La question n’était pas de décider de quel côté le Japon devrait finalement se ranger dans l’hypothèse d’un tel conflit. Le premier ministre était tout à fait convaincu que, face à une situation de ce genre, le Japon n’avait pas d’autre choix, en termes de réalisme, que de prendre parti pour les Etats-Unis.(*4) Mais la rapidité de la montée en puissance de la Chine remettait en question la pertinence du maintien d’une dépendance si entière vis-à-vis de l’alliance nippo-américaine. Du point de vue de M. Hashimoto, la meilleure stratégie consistait à s’efforcer sans répit d’améliorer les liens bilatéraux avec la Chine, tout en veillant à ce que, en cas de conflit entre ce pays et les États-Unis, le Japon ne se trouve pas dans une position qui l’amène à exacerber la situation. Le Japon devait donc se garder de donner l’impression de s’être ligué avec les États-Unis contre la Chine.

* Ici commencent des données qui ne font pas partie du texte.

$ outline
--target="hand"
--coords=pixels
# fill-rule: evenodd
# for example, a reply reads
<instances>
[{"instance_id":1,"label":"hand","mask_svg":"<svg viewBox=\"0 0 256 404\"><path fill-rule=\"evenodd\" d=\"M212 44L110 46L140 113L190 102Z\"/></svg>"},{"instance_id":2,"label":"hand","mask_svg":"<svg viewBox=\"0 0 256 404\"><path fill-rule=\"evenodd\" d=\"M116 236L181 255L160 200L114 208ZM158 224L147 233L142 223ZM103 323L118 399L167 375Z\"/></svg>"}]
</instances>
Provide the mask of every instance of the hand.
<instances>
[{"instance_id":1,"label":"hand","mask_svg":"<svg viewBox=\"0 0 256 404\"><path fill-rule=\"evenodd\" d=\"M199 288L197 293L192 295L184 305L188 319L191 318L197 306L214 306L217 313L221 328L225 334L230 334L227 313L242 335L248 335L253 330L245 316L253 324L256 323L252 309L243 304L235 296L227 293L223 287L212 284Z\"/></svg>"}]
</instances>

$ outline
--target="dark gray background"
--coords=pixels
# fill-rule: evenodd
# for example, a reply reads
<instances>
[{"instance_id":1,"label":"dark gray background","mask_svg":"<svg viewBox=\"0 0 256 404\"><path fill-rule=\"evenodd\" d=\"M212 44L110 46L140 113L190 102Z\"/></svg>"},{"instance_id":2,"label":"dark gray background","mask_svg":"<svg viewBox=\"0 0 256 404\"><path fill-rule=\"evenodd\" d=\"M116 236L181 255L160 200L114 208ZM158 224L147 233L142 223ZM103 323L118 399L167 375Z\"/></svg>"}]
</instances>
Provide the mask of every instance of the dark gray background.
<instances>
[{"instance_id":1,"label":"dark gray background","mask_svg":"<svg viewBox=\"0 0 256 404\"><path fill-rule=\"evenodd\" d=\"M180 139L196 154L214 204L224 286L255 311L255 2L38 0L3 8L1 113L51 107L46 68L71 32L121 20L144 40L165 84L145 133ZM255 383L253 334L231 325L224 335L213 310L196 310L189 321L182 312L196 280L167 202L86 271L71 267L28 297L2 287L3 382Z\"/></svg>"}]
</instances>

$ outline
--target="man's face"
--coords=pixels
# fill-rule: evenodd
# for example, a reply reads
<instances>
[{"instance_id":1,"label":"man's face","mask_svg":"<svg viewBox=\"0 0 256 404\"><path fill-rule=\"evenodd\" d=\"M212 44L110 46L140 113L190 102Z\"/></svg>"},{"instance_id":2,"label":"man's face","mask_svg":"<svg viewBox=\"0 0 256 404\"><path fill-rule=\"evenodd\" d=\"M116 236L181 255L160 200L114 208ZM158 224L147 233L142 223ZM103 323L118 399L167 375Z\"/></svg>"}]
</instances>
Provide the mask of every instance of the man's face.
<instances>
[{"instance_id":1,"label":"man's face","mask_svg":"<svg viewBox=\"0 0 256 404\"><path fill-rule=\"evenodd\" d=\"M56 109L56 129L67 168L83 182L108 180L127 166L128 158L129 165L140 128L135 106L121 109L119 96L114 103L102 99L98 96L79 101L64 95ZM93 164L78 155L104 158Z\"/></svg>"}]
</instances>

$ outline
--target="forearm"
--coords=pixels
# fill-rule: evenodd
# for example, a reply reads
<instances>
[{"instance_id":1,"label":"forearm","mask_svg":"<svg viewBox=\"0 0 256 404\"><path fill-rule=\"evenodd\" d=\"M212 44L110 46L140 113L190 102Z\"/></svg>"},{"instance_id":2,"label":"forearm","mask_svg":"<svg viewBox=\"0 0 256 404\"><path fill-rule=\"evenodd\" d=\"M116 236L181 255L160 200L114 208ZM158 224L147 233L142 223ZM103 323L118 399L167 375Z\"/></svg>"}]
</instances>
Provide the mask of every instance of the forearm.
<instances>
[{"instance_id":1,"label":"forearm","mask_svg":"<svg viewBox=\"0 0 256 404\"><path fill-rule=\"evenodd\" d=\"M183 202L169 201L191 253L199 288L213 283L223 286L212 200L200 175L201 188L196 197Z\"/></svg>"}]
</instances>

Selon ses propres termes, M. Hashimoto a profité du sommet d’avril 1996 entre le Japon et les États-Unis pour offrir au président Clinton une explication détaillée de ses idées sur la Chine. Tout en convenant de la nécessité de renforcer l’alliance nippo-américaine, M. Hashimoto a affirmé que le Japon devait poursuivre en toute indépendance sa propre politique vis-à-vis de la Chine. « Les Chinois n’écouteront rien de ce que nous disons ensemble », a-t-il soutenu. « Le Japon et l’Amérique doivent certes agir en coordination, mais nous devons aussi manifester notre propre volonté d'indépendance.(*5) »

L'importance accordée à cette occasion par M. Hashimoto à la « volonté d’indépendance » montrait clairement que le Japon était déterminé à décider par lui-même de la conduite à tenir en ce qui concernait ses relations avec la Chine. Mais la force de M. Hashimoto résidait dans sa vision panoramique des questions stratégiques. Plutôt que de camper sur une position de principe axée sur les relations entre le Japon et la Chine, il a fait le choix de l’élargir le plus possible et de renforcer la politique étrangère du Japon dans tous les domaines. Tel est le point de départ de l’initiative connue sous le nom de diplomatie eurasiatique.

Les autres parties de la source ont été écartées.